We reserve the right to change this notice.  We reserve the right to amend this notice.  We will post a copy of the current notice in the center.  The notice will contain on the first page, in the top right-hand corner, the effective date.

COMPLAINTS

If you believe your privacy rights have been violated, you may file a complaint with the facility.  To file a privacy complaint with the facility, contact the Privacy Officer (Administrator) at your facility, or submit in writing to the Corporate Compliance Office, 2723 Summer Oaks Drive, Bartlett, Tennessee, 38134 or e-mail to ComplianceLine@orianna.com.
 

You will not be penalized for filing a complaint.

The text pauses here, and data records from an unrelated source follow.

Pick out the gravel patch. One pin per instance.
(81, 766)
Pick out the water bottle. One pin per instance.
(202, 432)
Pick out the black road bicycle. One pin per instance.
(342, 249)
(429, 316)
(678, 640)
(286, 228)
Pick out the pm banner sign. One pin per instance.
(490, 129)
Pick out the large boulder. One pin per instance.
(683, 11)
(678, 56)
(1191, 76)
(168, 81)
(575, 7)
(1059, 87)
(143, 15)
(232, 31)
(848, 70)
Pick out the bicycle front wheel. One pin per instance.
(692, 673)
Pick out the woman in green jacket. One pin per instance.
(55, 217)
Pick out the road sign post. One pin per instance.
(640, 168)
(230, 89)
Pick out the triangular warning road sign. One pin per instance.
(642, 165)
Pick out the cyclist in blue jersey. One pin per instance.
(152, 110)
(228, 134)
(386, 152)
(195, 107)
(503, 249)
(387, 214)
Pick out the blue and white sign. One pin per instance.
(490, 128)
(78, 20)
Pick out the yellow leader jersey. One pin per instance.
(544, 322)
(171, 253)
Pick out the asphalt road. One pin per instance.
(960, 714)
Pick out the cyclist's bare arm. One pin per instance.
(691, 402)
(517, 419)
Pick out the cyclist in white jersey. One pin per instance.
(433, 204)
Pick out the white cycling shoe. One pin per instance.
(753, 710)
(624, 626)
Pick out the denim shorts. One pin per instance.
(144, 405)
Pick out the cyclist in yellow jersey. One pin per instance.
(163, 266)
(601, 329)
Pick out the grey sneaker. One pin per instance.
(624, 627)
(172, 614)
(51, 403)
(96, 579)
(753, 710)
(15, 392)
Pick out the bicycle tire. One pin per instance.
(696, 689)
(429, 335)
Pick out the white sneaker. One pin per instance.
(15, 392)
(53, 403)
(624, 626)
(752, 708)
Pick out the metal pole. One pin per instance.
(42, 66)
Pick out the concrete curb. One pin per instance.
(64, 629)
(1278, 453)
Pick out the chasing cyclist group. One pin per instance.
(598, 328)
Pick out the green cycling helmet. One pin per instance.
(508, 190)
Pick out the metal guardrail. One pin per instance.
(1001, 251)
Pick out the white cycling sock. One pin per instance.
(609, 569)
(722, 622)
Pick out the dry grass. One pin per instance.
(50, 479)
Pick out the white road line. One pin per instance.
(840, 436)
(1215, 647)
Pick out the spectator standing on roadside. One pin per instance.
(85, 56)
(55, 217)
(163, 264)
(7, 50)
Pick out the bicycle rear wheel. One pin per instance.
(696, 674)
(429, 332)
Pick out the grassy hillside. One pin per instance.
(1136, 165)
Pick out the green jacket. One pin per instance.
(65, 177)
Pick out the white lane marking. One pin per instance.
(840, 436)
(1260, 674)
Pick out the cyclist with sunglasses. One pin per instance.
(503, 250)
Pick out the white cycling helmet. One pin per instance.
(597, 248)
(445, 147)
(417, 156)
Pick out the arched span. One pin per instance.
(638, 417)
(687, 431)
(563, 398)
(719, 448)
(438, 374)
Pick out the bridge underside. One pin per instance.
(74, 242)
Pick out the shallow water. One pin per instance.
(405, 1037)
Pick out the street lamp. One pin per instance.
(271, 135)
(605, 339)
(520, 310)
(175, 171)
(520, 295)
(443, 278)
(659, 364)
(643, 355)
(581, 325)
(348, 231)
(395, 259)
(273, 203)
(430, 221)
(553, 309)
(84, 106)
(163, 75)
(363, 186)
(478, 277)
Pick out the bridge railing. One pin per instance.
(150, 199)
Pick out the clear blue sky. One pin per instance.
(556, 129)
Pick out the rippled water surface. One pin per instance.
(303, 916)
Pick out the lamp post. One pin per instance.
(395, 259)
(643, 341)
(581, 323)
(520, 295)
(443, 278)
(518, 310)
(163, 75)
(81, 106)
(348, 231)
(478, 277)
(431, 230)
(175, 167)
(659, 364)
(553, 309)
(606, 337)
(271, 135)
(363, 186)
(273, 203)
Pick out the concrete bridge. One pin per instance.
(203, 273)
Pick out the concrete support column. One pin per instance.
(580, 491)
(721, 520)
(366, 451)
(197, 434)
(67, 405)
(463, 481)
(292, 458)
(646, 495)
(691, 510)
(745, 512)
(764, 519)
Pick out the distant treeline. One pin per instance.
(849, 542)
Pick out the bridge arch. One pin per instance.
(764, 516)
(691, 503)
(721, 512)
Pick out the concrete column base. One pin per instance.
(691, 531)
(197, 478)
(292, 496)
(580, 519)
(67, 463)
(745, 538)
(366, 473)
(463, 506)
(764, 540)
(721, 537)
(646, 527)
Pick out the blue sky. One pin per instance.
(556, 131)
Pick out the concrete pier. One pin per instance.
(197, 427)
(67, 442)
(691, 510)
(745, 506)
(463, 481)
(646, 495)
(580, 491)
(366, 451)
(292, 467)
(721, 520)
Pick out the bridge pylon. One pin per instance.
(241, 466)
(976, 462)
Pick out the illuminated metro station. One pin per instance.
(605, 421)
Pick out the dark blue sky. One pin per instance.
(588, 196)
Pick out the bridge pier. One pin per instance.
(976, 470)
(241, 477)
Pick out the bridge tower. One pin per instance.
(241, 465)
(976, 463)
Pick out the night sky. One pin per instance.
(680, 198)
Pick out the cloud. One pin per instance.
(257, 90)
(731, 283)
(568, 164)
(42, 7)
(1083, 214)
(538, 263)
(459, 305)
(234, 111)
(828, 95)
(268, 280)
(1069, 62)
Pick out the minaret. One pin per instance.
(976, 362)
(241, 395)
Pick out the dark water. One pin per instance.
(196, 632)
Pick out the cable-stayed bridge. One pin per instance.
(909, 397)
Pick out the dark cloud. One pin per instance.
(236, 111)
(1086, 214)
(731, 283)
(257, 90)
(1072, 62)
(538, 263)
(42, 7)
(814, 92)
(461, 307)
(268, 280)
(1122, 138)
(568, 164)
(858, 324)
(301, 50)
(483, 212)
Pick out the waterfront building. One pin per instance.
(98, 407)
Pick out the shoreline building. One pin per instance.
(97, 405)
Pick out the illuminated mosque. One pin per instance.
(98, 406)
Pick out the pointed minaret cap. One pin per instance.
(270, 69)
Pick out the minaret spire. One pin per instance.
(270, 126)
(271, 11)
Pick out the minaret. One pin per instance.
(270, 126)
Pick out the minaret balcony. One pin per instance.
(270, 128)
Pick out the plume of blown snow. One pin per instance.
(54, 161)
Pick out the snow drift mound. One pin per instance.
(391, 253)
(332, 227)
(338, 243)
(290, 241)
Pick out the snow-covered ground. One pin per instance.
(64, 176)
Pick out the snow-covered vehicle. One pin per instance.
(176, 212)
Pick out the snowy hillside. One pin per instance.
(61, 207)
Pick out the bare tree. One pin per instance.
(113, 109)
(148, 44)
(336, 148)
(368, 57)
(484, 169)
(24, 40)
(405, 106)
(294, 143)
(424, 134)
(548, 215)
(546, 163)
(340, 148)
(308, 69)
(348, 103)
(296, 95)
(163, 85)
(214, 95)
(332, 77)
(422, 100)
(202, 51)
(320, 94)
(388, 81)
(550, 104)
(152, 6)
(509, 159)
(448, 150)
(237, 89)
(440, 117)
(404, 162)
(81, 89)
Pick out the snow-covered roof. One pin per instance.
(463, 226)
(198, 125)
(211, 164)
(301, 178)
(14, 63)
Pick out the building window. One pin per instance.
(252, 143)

OTHER USES OF MEDICAL INFORMATION

Other uses and disclosures of medical information not covered by this notice will only be made with your written authorization.  If you provide us authorization to use or disclose your medical information, you may revoke that authorization, in writing, at any time.  You understand that we are unable to rescind any authorized disclosures and that the center is required to maintain your records in accordance with local, state and federal laws, rules and regulations.

NONDISCRIMINATION POLICY:

As a recipient of Federal financial assistance, none of our centers exclude, deny benefits to, or otherwise discriminate against any person on the grounds of race, color, or national origin, or on the basis of disability or age in admission to, participation in, or receipt of the services and benefits under any of its programs and activities, whether carried out by the center directly or through a contractor or any other entity with which the center arranges to carry out its programs and activities. This statement is in accordance with the provisions of Title VI of the Civil Rights Act of 1964, Section 504 of the Rehabilitation Act of 1973, the Age Discrimination Act of 1975, and Regulations of the U.S. Department of Health and Human Services issued pursuant to these statutes at Title 45 Code of Federal Regulations Parts 80, 84, and 91.